Foto: Plaza Alta (Algeciras)
S A N B A R T O L O M E 6 3. G E N T E

viernes, 19 de septiembre de 2008

JUAN GARCÍA DEL CASTILLO


José Antonio Hernández Guerrero

Juan, para situarse ante el mundo, para interpretar sus significados y para darnos a entender de una manera clara y sencilla su propia concepción de la vida humana, emplea tres procedimientos que, como es natural, constituyen las expresiones directas de los rasgos caracterizadores de su singular personalidad: la conversación, el humor y la música.

Hablando, dice él, se entiende la gente, pero añade que, para hablar, hemos de escuchar, pensar y actuar. Por esta razón, sus palabras son respuestas, reflexiones y hechos. Él, a partir de su dilatada experiencia, ha llegado a la conclusión de que sólo atendemos aquellos discursos que responden a nuestras cuestiones personales: esas que afectan a nuestro cuerpo o a nuestro espíritu, a nuestra familia o a nuestros amigos, a nuestro pasado, a nuestro presente y a nuestro futuro inmediato.

Por eso él evita todos aquellos temas que, por estar situados excesivamente lejos de nuestros intereses, no despiertan interés alguno.

Por eso le aburren tanto esas elucubraciones filosóficas o teológicas que, cuanto más profundas o elevadas pretenden ser, más se alejan de esta tierra tan árida, de este mar tan movido y de este cielo tan amenazante.

La fina ironía de Juan es su forma peculiar de mostrar con amabilidad su disconformidad, y de responder con cortesía a aquellas propuestas que contradicen sus propias experiencias. Él está convencido de que los mensajes importantes se transmiten, sobre todo, con la expresión del rostro, con los gestos de las manos y con los movimientos de los brazos. Estamos de acuerdo contigo –querido amigo- en que cualquier palabra, como, por ejemplo, “gordo”, “bonito”, “abuelo”, “parienta” o, incluso, “hijo puta”, puede sonar a piropo o a injuria, dependiendo del tono con el que la pronunciemos.

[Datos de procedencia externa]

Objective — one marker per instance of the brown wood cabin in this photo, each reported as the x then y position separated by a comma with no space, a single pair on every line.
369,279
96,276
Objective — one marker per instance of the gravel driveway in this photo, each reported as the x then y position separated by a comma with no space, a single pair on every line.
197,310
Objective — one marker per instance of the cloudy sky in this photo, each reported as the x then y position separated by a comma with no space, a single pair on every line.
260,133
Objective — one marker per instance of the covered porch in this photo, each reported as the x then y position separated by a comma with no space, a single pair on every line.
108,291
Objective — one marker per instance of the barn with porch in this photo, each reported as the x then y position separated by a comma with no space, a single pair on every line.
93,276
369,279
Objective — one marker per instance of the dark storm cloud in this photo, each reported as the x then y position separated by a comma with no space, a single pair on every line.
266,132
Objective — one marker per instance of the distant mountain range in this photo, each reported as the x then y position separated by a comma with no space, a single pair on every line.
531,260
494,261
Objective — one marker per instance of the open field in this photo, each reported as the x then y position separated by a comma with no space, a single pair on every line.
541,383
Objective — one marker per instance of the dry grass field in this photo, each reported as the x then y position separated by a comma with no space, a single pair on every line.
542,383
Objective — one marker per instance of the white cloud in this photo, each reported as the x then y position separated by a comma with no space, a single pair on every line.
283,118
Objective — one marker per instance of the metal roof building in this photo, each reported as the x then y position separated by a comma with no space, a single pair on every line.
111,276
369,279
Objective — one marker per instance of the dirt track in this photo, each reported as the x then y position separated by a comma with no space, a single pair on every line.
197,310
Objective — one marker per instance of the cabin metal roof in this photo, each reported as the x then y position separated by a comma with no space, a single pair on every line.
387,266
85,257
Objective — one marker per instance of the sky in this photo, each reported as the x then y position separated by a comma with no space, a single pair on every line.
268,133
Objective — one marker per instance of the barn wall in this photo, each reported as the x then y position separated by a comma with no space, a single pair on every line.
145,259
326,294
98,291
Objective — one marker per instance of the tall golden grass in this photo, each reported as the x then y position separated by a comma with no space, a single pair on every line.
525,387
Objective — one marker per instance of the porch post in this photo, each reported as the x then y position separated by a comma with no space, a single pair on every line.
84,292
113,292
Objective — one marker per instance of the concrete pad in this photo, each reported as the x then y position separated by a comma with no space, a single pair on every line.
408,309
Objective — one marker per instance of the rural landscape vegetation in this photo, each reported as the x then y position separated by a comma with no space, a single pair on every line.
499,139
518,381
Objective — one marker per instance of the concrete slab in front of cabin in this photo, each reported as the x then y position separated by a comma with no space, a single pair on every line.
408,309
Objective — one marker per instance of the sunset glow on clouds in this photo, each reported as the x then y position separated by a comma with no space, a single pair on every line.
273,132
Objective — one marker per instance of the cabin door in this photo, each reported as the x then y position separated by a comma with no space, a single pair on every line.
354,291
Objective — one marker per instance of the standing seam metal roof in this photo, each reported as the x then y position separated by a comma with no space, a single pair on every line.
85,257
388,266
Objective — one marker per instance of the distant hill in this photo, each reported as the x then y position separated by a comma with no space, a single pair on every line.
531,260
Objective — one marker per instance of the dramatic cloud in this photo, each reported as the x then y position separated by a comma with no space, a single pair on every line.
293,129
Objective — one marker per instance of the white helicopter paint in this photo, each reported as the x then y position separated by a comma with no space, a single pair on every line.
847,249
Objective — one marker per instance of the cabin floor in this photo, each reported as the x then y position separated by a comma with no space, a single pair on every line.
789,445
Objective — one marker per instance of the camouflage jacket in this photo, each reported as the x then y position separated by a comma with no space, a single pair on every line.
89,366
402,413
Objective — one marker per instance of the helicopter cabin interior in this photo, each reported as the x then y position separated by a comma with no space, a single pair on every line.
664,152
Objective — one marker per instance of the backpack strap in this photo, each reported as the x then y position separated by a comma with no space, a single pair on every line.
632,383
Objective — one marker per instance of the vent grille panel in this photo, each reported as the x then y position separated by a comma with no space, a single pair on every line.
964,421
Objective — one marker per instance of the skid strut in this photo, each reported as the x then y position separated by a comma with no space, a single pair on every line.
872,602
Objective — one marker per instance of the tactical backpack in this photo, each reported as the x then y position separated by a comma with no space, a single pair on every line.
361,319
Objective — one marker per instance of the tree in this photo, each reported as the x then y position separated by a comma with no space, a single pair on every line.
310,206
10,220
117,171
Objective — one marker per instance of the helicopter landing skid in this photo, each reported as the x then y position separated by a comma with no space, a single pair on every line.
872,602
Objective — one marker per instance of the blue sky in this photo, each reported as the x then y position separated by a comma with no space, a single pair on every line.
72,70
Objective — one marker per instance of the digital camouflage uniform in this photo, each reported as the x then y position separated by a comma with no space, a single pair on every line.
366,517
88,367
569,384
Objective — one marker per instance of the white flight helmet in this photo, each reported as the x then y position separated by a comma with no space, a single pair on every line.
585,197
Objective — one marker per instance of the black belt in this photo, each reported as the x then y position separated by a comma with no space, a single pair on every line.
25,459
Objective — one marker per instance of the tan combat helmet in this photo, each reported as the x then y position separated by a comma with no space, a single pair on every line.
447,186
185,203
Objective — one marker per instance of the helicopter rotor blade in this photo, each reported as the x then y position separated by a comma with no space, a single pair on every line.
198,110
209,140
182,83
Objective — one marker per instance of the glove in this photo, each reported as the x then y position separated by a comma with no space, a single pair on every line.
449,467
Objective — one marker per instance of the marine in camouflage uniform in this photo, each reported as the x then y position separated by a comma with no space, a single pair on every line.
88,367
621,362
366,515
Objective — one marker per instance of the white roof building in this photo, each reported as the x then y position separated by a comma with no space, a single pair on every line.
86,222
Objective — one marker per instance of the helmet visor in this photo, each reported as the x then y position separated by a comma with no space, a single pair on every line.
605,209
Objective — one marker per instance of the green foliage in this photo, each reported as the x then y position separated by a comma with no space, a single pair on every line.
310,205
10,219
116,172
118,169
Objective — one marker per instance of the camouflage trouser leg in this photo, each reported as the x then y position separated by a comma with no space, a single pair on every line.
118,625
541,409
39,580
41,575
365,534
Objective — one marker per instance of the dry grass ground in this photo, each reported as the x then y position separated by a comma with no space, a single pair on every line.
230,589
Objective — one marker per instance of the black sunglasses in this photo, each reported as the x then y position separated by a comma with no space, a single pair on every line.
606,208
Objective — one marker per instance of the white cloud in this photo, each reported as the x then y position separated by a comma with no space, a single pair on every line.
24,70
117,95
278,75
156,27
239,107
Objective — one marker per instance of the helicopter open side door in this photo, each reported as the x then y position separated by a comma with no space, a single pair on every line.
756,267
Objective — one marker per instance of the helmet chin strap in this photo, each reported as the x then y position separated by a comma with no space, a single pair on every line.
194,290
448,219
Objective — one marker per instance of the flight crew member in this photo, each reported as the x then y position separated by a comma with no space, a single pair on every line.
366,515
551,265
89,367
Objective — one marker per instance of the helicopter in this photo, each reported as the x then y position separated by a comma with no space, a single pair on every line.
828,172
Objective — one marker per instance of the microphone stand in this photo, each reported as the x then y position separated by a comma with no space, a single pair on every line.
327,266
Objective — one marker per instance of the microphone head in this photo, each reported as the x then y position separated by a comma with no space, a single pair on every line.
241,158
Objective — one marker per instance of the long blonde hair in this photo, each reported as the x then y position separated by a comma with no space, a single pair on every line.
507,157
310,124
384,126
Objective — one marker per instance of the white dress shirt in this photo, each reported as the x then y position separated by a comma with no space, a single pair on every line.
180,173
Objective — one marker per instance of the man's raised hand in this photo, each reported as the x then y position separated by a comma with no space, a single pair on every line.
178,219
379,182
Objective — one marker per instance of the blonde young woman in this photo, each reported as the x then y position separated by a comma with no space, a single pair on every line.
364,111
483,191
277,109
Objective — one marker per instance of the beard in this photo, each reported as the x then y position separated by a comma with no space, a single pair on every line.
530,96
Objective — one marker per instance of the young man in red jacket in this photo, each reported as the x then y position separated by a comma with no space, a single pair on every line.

Por esta razón Juan evita, en lo posible, el tono irritado, las miradas violentas y las muecas crispadas; por esta razón suaviza sus palabras; por eso, quizás, le fastidian tanto los sermones de los sacerdotes, pastores y mujaidines, de los maestros, de los profesores y de los pedagogos y, sobre todo, las fervorosas declaraciones de los políticos, de los periodistas, de los comunicadores y de los demás ciudadanos que, en cualquier profesión, se sienten inflamados por un irresistible celo “apostólico”, se esfuerzan de manera permanente para que todos los demás nos convirtamos a su manera personal de pensar y de vivir. Juan huye sin disimulo de aquellos que, con tono vehemente y con rostro crispado, se lamentan de lo mal que va el mundo y de los peligros que, por todas partes, nos acechan.

Pero, en mi opinión, el rasgo que mejor caracteriza a Juan es su profundo sentido del ritmo y su intenso sentimiento musical. Hasta qué punto lleva dentro de sí a un músico lo demuestra el hecho de que, cuando advertimos que no está atado a la guitarra, recibimos la impresión de que su imagen visual está incompleta. Si lo observamos con atención, llegamos a la conclusión de que toda su vida está impregnada de referencias, de motivos y de estructuras musicales.